Various modelling approaches have been devoted to the study of the ambulance location-allocation problem. The proposed models are classified within the wide body of the literature dedicated to capacitated facility location problems (CFLP). It is, however, worth noting that extensive literature reviews on facility location models (Current et al. 2001; Snyder 2006) reveal that facility location models are application specific and that a generic and basic model that can be adapted to all potential applications does not exist (Current et al. 2001). For instance, capacity constraints in ambulance location-allocation models should prevent the assignment of an incoming call to a busy ambulance. This feature related to ambulance congestion conspicuously distinguishes the ambulance location-allocation model from the other facility location models. Therefore, we will focus on the literature stream devoted to the design of EMS systems. Furthermore, we do not aim to review all developed approaches, but rather consider the approaches that are most relevant to our research. The focus will be henceforth placed on papers that either tackle ambulance location-allocation problems while accounting for demand uncertainty, or address the design of two-tiered EMS systems.
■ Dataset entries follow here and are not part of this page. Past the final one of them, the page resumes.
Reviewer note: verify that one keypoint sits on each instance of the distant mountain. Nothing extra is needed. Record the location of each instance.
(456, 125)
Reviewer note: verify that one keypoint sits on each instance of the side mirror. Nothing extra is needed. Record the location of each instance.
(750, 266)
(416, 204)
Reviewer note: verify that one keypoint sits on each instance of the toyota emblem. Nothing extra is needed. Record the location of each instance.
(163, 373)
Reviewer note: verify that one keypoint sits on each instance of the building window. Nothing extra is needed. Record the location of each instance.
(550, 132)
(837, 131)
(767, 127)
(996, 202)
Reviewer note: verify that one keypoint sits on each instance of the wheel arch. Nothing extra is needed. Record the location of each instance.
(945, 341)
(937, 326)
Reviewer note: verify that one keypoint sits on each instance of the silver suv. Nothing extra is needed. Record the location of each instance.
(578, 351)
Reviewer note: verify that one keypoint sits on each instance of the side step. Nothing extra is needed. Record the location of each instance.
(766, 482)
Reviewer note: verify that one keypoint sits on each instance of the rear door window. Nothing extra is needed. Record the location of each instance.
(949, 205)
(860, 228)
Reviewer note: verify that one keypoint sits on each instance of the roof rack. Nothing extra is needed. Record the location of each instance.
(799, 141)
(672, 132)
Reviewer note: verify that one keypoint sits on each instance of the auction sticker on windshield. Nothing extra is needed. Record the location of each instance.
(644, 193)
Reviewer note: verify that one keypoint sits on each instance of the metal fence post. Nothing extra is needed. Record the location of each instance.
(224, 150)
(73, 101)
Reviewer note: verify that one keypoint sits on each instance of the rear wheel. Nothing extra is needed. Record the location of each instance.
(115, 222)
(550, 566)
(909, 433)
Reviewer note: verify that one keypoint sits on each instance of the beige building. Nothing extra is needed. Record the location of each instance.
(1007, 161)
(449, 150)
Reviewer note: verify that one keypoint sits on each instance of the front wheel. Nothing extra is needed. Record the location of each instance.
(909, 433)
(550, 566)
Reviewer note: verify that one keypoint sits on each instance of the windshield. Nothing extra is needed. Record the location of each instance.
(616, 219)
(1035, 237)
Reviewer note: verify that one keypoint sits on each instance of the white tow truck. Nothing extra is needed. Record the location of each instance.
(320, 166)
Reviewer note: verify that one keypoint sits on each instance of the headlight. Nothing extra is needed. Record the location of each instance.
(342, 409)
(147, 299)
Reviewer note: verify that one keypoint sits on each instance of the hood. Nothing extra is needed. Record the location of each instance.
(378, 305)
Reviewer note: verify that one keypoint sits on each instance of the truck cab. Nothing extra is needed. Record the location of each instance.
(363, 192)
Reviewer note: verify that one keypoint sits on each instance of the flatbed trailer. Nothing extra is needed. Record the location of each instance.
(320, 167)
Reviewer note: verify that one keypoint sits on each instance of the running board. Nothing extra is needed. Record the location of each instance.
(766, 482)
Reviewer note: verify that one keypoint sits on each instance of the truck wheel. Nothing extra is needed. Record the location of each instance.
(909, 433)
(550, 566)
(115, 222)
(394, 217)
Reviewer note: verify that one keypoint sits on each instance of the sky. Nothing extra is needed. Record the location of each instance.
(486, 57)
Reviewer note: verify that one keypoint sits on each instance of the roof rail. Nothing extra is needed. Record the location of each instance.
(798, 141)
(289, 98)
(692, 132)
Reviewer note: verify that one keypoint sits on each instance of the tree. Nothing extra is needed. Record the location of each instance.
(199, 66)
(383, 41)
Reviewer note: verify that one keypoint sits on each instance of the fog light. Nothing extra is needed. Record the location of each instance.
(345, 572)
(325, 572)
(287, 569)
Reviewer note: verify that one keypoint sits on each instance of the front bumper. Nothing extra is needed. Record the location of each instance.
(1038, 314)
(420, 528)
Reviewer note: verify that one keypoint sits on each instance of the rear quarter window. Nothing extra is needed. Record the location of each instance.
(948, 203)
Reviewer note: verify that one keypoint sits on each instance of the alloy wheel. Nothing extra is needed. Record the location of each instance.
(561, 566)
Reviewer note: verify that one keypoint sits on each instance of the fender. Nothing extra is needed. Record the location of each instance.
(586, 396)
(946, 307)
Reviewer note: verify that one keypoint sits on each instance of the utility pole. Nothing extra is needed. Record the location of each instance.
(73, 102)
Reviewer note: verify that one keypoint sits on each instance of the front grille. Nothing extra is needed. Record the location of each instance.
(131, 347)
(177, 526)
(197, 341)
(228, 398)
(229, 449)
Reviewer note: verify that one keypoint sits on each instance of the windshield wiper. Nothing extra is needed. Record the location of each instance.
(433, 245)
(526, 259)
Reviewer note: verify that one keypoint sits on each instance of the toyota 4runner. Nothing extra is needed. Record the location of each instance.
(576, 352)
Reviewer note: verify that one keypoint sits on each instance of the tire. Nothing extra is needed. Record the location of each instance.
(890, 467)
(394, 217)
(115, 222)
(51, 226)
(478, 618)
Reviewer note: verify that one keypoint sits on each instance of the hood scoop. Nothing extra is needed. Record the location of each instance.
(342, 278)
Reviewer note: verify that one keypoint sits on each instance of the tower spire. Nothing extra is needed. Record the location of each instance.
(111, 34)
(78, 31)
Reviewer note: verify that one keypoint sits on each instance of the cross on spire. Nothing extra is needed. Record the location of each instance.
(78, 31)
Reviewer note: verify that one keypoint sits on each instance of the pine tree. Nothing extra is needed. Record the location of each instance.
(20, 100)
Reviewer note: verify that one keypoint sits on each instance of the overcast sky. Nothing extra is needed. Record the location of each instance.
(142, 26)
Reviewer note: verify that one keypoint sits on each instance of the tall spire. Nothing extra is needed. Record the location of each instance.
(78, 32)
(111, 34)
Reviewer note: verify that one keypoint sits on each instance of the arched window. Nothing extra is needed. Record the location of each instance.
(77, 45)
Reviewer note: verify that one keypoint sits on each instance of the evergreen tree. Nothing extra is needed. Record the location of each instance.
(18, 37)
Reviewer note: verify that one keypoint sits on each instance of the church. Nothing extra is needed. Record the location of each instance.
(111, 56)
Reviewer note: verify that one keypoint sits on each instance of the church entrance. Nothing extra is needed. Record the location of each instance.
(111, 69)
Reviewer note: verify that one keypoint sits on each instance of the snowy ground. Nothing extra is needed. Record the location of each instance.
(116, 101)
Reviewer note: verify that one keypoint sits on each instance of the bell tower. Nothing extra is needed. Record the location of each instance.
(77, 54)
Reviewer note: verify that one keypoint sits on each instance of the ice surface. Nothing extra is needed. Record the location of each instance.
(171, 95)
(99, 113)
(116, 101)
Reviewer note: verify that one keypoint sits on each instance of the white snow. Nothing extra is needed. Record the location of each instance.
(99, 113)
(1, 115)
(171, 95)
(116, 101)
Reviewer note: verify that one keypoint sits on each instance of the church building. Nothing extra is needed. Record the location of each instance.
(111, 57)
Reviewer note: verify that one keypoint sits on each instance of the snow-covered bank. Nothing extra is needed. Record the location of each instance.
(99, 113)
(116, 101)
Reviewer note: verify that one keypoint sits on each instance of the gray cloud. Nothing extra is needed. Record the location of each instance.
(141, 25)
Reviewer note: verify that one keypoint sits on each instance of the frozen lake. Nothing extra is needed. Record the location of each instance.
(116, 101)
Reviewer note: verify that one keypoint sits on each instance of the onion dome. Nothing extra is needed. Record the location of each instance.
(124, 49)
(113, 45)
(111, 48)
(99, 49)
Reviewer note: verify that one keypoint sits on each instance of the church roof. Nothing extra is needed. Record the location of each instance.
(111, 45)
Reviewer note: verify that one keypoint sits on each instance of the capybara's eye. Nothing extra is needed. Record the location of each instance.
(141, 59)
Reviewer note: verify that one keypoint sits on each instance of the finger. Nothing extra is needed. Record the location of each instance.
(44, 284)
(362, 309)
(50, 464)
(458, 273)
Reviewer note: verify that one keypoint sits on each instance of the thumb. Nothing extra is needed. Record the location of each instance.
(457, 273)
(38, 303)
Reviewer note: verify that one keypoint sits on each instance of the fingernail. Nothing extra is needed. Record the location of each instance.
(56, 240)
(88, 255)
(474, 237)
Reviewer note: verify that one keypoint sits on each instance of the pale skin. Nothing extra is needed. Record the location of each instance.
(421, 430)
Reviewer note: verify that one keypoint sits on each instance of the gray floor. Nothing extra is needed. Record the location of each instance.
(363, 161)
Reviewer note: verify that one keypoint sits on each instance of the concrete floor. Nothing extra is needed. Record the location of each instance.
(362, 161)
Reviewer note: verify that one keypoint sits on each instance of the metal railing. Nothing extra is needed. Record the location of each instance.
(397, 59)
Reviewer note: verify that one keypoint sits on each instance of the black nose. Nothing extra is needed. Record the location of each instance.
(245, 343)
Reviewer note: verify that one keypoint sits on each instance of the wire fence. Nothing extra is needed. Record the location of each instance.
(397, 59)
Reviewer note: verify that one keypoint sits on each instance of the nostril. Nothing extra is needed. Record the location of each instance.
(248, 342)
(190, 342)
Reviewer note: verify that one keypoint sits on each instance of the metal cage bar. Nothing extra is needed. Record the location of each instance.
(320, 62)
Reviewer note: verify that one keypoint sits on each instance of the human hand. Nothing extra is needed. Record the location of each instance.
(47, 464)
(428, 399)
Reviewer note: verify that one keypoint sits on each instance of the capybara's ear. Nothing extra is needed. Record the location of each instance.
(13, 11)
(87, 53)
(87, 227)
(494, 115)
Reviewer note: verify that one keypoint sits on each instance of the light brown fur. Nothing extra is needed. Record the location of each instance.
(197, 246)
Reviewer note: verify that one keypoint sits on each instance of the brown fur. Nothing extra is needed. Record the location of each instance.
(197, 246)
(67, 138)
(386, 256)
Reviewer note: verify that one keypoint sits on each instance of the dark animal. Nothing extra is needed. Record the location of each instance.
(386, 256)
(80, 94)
As far as uncertainty is concerned, the earliest papers addressed the randomness of the availability of emergency vehicles. The proposed models considered the probability of each ambulance being unavailable to respond to a call, referred to as a busy fraction (Daskin 1983; ReVelle and Hogan 1989). The shortcoming of these models is related to the estimation of emergency vehicles’ busy fractions that are a priori unknown as they depend on ambulance location’s plan and the demand. Therefore, EMS systems design has attracted significant attention in the recent years to deal with demand uncertainty in order to incorporate the randomness of EMS systems in an explicit way. Some other works considered the randomness of ambulances travel time (Ingolfsson et al. 2008; Erkut et al. 2008).

Three main approaches have been proposed for ambulance location-allocation under demand uncertainty: (1) stochastic programming models, (2) robust programming models (Zhang and Jiang 2014; Lam et al. 2016) and (3), queuing models (Larson 1974, 1975; Iannoni et al. 2011; Geroliminis et al. 2011). Obviously, stochastic programming models for ambulance location-allocation are those that are particularly tied to our work. In this kind of model, contrarily to robust optimization, it is assumed that the probability distributions governing the data are known or can be estimated.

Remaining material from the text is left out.